Population-level impact and recommendations

The global burden of heart disease is profoundly affected by excess intake of both sugar and salt, but their modes of injury are distinct. The World Health Organization (WHO) recommends added sugar intake below 10% of daily calories (preferably under 5% for maximum benefit) and sodium below 2 grams (5 grams salt) per day.
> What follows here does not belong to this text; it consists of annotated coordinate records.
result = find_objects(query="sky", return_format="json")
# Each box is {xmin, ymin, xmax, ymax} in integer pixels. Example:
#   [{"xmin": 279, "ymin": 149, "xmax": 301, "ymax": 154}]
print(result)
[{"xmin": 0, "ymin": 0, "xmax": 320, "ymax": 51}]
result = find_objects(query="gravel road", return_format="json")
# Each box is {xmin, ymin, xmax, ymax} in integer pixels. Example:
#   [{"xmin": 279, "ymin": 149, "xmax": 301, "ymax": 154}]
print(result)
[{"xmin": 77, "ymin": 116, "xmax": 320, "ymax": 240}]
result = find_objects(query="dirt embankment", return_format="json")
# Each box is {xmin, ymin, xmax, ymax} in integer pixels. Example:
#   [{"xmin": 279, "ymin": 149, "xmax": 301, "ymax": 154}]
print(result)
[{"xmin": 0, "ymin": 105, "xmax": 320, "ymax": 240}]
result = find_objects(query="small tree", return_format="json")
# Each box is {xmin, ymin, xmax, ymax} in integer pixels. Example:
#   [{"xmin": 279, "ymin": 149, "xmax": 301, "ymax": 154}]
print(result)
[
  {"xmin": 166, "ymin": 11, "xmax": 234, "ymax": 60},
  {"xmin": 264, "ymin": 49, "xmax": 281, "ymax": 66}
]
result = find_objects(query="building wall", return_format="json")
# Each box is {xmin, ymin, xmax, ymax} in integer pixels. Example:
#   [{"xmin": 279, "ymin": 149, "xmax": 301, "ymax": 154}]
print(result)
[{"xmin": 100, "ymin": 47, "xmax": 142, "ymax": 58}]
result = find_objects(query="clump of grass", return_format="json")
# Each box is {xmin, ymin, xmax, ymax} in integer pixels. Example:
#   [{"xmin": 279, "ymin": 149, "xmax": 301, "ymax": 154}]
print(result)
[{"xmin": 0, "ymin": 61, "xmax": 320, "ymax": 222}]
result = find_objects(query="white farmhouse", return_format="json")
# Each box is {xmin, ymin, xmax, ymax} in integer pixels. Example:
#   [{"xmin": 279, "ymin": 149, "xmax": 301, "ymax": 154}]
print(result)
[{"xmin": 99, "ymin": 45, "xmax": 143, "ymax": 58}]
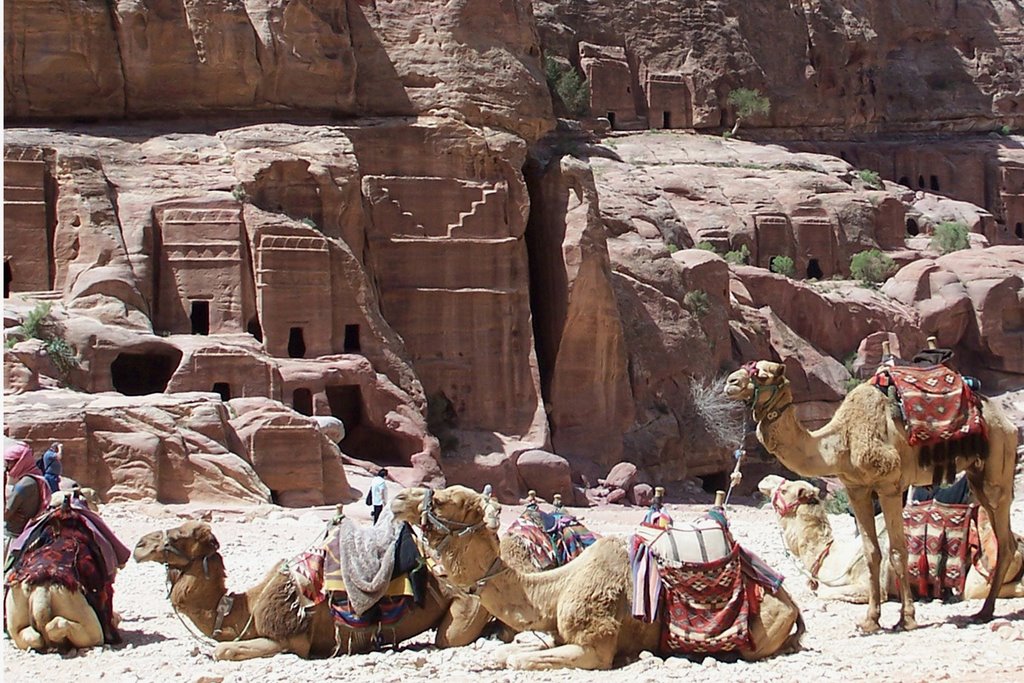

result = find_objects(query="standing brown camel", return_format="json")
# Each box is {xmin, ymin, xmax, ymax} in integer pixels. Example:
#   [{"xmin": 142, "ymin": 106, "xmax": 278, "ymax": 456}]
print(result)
[
  {"xmin": 758, "ymin": 474, "xmax": 1024, "ymax": 604},
  {"xmin": 391, "ymin": 486, "xmax": 803, "ymax": 670},
  {"xmin": 134, "ymin": 521, "xmax": 489, "ymax": 660},
  {"xmin": 725, "ymin": 360, "xmax": 1017, "ymax": 633}
]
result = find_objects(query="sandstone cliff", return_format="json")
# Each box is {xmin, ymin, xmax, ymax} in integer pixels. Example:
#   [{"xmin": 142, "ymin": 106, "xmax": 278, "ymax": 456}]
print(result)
[{"xmin": 4, "ymin": 0, "xmax": 1024, "ymax": 505}]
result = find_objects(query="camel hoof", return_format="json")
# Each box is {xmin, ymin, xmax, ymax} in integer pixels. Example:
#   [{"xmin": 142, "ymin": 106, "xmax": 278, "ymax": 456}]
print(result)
[
  {"xmin": 857, "ymin": 618, "xmax": 882, "ymax": 634},
  {"xmin": 896, "ymin": 616, "xmax": 918, "ymax": 631},
  {"xmin": 19, "ymin": 627, "xmax": 46, "ymax": 652},
  {"xmin": 46, "ymin": 616, "xmax": 71, "ymax": 643},
  {"xmin": 970, "ymin": 609, "xmax": 994, "ymax": 624},
  {"xmin": 213, "ymin": 643, "xmax": 236, "ymax": 661}
]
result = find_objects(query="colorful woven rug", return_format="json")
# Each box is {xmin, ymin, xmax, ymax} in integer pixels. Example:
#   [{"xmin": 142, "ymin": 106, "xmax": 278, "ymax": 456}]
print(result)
[
  {"xmin": 507, "ymin": 508, "xmax": 597, "ymax": 571},
  {"xmin": 660, "ymin": 545, "xmax": 760, "ymax": 654},
  {"xmin": 903, "ymin": 501, "xmax": 977, "ymax": 598},
  {"xmin": 871, "ymin": 366, "xmax": 985, "ymax": 445},
  {"xmin": 6, "ymin": 509, "xmax": 121, "ymax": 643}
]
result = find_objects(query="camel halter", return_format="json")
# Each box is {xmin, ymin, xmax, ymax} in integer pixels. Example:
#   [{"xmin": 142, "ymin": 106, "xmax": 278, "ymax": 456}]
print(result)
[
  {"xmin": 743, "ymin": 362, "xmax": 793, "ymax": 426},
  {"xmin": 163, "ymin": 530, "xmax": 256, "ymax": 658},
  {"xmin": 420, "ymin": 487, "xmax": 509, "ymax": 595},
  {"xmin": 771, "ymin": 493, "xmax": 856, "ymax": 591}
]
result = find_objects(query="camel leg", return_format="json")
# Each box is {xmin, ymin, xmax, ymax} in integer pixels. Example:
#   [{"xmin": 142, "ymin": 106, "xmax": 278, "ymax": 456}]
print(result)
[
  {"xmin": 4, "ymin": 583, "xmax": 46, "ymax": 650},
  {"xmin": 968, "ymin": 473, "xmax": 1017, "ymax": 622},
  {"xmin": 43, "ymin": 586, "xmax": 103, "ymax": 647},
  {"xmin": 847, "ymin": 487, "xmax": 884, "ymax": 633},
  {"xmin": 508, "ymin": 639, "xmax": 615, "ymax": 671},
  {"xmin": 879, "ymin": 492, "xmax": 918, "ymax": 631},
  {"xmin": 434, "ymin": 595, "xmax": 490, "ymax": 647},
  {"xmin": 213, "ymin": 638, "xmax": 288, "ymax": 661},
  {"xmin": 494, "ymin": 631, "xmax": 555, "ymax": 667}
]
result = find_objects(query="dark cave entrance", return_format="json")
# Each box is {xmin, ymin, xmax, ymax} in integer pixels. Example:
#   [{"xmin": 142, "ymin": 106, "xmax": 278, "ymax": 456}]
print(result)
[{"xmin": 111, "ymin": 350, "xmax": 181, "ymax": 396}]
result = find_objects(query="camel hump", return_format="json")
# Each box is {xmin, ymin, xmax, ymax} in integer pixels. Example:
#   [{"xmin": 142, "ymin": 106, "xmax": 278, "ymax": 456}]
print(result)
[{"xmin": 250, "ymin": 563, "xmax": 312, "ymax": 640}]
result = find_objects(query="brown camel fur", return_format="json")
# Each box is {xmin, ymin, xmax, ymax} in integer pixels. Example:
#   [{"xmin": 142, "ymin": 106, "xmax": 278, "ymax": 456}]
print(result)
[
  {"xmin": 4, "ymin": 582, "xmax": 103, "ymax": 652},
  {"xmin": 758, "ymin": 474, "xmax": 1024, "ymax": 604},
  {"xmin": 725, "ymin": 360, "xmax": 1017, "ymax": 633},
  {"xmin": 134, "ymin": 521, "xmax": 488, "ymax": 660},
  {"xmin": 391, "ymin": 486, "xmax": 803, "ymax": 670},
  {"xmin": 4, "ymin": 502, "xmax": 121, "ymax": 652}
]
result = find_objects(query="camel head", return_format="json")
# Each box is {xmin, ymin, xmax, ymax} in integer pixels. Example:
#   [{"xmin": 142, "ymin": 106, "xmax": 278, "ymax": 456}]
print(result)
[
  {"xmin": 132, "ymin": 521, "xmax": 220, "ymax": 569},
  {"xmin": 758, "ymin": 474, "xmax": 821, "ymax": 517},
  {"xmin": 391, "ymin": 485, "xmax": 502, "ymax": 586},
  {"xmin": 725, "ymin": 360, "xmax": 790, "ymax": 408}
]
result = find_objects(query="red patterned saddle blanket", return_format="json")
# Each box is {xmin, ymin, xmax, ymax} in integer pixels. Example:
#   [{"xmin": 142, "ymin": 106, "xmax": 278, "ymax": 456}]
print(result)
[
  {"xmin": 903, "ymin": 501, "xmax": 977, "ymax": 598},
  {"xmin": 659, "ymin": 544, "xmax": 761, "ymax": 654},
  {"xmin": 871, "ymin": 366, "xmax": 985, "ymax": 445}
]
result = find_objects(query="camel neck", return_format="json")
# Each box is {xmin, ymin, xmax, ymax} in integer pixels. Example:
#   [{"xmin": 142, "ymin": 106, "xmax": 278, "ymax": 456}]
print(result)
[
  {"xmin": 477, "ymin": 567, "xmax": 559, "ymax": 631},
  {"xmin": 755, "ymin": 387, "xmax": 836, "ymax": 476},
  {"xmin": 168, "ymin": 553, "xmax": 249, "ymax": 640},
  {"xmin": 779, "ymin": 515, "xmax": 833, "ymax": 569}
]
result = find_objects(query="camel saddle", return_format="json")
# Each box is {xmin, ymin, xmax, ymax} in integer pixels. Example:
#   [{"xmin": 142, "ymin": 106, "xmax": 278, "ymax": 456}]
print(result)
[
  {"xmin": 870, "ymin": 365, "xmax": 987, "ymax": 484},
  {"xmin": 508, "ymin": 507, "xmax": 597, "ymax": 571},
  {"xmin": 871, "ymin": 366, "xmax": 984, "ymax": 446},
  {"xmin": 4, "ymin": 506, "xmax": 127, "ymax": 644},
  {"xmin": 634, "ymin": 509, "xmax": 733, "ymax": 562},
  {"xmin": 630, "ymin": 509, "xmax": 782, "ymax": 654}
]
Yet, actual intakes often far exceed these limits—in both Western industrialized nations and rapidly urbanizing societies, processed foods deliver dangerous doses of sugar and salt, fueling epidemic rates of hypertension, obesity, and coronary artery disease.

5/5

Conclusion

Both sugar and salt are detrimental at high levels. Ultimately, heart health is best protected by avoiding processed foods, monitoring both sodium and added sugars, and prioritizing whole, nutrient-dense foods—a principle supported by cross-continental cohort studies, meta-analyses, and public health leadership.